DARE – Disability Access Route to Education

Disability Access Route to Education

Incoming students (first years and newly registered students)

Please email Bernie, the Disability Officer  at blangtry@ait.ie once you have accepted your place and we will arrange to meet you in person or online to discuss the supports you may need during your course. Where possible, these supports will be delivered in person and at other times they will be provided remotely.  

The Disability Access Route to Education (DARE) is a third level alternative admissions scheme for school-leavers whose disabilities have had a negative impact on their second level education. DARE offers reduced points places to school leavers who as a result of having a disability have experienced additional educational challenges in second level education. DARE has been set up by a number of colleges and universities as evidence shows that disability can have a negative impact on how well a student does at school and whether they go on to college. DARE is for school leavers with a disability under the age of 23 as of 1 January 2017, who have been educationally impacted as a result of their disability. Applicants to DARE can present with an Irish Leaving Certificate, A-Levels and other EU qualifications.

To be eligible for DARE you must meet both the DARE evidence of disability criteria and DARE educational impact criteria.

For more information please see the link below Disability Access Route to Education (DARE)

You can also email DARE queries to DARE@ait.ie. If you are made DARE eligible you may be offered a place in AIT on reduced points (10%) provided that you have met the minimum entry requirements and any specific subject requirements for your chosen course.

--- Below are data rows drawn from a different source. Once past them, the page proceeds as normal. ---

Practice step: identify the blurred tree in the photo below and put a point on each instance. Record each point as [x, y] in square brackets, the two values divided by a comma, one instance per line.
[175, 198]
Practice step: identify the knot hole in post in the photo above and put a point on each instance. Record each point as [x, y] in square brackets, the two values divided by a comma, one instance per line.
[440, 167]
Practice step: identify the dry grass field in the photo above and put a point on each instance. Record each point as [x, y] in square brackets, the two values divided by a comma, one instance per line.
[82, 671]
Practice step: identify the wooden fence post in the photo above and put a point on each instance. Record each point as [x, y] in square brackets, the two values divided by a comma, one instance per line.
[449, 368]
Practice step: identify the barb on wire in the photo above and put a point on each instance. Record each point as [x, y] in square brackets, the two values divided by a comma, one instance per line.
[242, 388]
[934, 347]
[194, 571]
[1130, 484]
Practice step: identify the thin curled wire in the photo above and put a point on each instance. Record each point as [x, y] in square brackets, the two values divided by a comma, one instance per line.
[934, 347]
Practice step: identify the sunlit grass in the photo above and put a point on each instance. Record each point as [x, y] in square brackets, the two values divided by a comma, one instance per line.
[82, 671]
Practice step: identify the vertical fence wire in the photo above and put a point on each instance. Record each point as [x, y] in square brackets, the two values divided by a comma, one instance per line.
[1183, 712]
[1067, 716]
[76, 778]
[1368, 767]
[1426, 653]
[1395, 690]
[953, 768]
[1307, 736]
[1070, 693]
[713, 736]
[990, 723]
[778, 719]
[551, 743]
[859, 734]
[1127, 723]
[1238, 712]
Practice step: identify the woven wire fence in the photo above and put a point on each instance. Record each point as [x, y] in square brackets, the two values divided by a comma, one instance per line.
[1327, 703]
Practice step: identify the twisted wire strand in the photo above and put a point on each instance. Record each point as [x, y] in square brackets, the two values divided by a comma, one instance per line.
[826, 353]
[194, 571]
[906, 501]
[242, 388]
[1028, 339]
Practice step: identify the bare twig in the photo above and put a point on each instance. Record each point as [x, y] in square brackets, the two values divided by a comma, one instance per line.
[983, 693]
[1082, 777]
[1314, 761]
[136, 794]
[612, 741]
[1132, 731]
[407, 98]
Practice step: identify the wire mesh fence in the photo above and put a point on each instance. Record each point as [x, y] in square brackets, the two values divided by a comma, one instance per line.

Types of Disability considered by DARE:

  • Attention Deficit Disorder (ADD)/Attention Deficit Hyperactivity Disorder (ADHD).
  • Autistic Spectrum Disorder (ASD)
  • Blind/Vision Impaired.
  • Deaf/Hard of Hearing.
  • Developmental Coordination Disorder (DCD) - Dyspraxia.
  • Mental Health Difficulty.
  • Neurological Conditions (including Epilepsy & Brain Injury)
  • Physical Disability.
  • Significant Ongoing Illness.
  • Specific Learning Difficulty (including Dyslexia & Dyscalculia).